Salon Stock: Natural Wave Closures

Natural Wave lace closures are a practical salon-stock item when your clients regularly request sew-ins, protective styles, and parting coverage in a soft wave texture. Prarvi helps stylists build a reorderable closure lane by matching texture family, base size, shade, and compatible wefts before you commit to larger inventory.

Consistent stock, consistent results

Closure consistency matters most when a client returns for the same look.
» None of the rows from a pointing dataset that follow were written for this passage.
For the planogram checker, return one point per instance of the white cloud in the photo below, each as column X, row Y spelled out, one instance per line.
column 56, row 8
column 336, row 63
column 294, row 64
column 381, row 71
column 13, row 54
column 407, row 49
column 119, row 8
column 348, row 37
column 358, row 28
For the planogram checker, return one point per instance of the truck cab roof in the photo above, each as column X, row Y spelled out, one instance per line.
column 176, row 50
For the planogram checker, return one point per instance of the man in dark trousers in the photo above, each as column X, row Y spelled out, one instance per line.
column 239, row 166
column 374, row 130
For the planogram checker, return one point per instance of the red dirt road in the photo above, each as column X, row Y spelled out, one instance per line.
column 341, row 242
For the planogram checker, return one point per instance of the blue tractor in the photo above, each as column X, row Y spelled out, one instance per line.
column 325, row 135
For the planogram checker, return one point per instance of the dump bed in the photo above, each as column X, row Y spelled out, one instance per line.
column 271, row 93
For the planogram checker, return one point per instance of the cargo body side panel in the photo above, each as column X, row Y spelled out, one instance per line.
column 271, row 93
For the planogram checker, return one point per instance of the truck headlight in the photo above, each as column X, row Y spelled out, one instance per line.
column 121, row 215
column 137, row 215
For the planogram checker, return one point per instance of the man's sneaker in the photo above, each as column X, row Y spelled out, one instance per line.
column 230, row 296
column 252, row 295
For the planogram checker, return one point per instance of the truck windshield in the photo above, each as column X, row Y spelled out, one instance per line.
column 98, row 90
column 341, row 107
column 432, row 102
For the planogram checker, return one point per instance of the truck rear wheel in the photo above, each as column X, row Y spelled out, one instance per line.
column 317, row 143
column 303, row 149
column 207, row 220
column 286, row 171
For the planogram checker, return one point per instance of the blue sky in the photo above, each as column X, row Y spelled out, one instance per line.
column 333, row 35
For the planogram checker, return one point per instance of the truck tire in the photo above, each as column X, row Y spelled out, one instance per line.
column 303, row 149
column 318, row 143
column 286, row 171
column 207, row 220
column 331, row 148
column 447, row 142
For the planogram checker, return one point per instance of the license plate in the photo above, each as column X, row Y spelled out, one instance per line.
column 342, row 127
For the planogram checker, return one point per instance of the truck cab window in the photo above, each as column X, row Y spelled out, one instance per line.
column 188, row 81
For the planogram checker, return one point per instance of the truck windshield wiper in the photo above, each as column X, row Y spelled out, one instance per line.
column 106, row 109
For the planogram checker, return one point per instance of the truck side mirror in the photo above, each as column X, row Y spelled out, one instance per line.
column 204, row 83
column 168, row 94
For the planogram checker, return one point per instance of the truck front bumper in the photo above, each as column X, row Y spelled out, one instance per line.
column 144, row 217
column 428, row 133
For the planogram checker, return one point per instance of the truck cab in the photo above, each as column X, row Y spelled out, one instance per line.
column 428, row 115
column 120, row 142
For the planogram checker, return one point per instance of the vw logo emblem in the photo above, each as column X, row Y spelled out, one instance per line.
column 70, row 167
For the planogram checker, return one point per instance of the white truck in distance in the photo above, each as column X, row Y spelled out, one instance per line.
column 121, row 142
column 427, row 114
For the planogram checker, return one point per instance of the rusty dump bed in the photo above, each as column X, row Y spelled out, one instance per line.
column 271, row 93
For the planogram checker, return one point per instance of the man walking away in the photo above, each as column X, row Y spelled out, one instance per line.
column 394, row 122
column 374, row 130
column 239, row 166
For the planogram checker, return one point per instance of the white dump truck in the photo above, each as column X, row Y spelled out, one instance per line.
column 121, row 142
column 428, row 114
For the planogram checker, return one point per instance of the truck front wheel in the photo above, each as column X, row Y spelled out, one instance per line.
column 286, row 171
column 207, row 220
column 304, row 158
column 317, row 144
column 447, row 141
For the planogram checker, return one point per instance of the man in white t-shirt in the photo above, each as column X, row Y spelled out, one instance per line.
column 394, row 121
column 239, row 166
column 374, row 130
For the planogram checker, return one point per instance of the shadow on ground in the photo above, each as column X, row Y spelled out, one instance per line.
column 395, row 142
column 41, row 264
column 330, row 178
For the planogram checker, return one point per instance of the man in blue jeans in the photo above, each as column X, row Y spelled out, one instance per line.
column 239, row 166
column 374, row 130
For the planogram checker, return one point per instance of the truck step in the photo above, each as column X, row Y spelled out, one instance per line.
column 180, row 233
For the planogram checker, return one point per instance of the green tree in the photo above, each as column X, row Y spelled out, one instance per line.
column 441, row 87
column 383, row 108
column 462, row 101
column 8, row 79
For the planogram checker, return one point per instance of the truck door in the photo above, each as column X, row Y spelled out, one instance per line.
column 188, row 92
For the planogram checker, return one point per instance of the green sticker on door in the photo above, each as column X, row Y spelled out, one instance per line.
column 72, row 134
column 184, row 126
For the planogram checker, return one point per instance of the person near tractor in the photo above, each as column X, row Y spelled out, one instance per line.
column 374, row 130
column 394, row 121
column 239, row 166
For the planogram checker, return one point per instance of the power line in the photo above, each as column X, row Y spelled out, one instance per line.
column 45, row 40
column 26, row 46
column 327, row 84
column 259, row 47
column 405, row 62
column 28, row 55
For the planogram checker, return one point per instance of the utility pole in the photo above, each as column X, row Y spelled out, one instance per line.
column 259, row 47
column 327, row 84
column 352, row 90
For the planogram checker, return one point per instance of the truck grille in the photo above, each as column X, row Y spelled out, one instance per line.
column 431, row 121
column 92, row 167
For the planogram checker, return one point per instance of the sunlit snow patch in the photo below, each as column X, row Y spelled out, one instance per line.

Stocking the same Natural Wave texture family across closures and wefts helps the parting area, density, and finished style read as one install instead of two different products placed together.

Wholesale pricing by consultation

Salon and stylist pricing is shared privately after a short consultation — there is no public price list.

What to confirm before stocking closures

Before buying in volume, confirm the closure size, lace type, shade range, and matching weft texture you plan to use most often. If your clients vary between natural black, brown, grey blending, or blonde services, start with samples or a smaller trial order so the salon can validate the match in real lighting.

Best fit for repeat salon work

This page is best for stylists who already know Natural Wave is part of their service menu and want a dependable closure source. If you are still comparing textures, begin with samples or a single client order before building a stock plan.

Should a salon stock closures before testing the texture?

If Natural Wave is new to your service menu, start with a sample or a small client order first. Once the texture, shade, and base work for your clientele, a reorder plan is safer than buying several closures blindly.

How should closures be matched with wefts?

Choose the weft texture first, then match the closure from the same texture family and shade range. This keeps the crown or parting area from looking separate from the rest of the install.

Is wholesale pricing public?

No. Salon and stylist pricing is shared after a short consultation because texture, quantity, shade, reorder frequency, and timeline all affect the recommendation.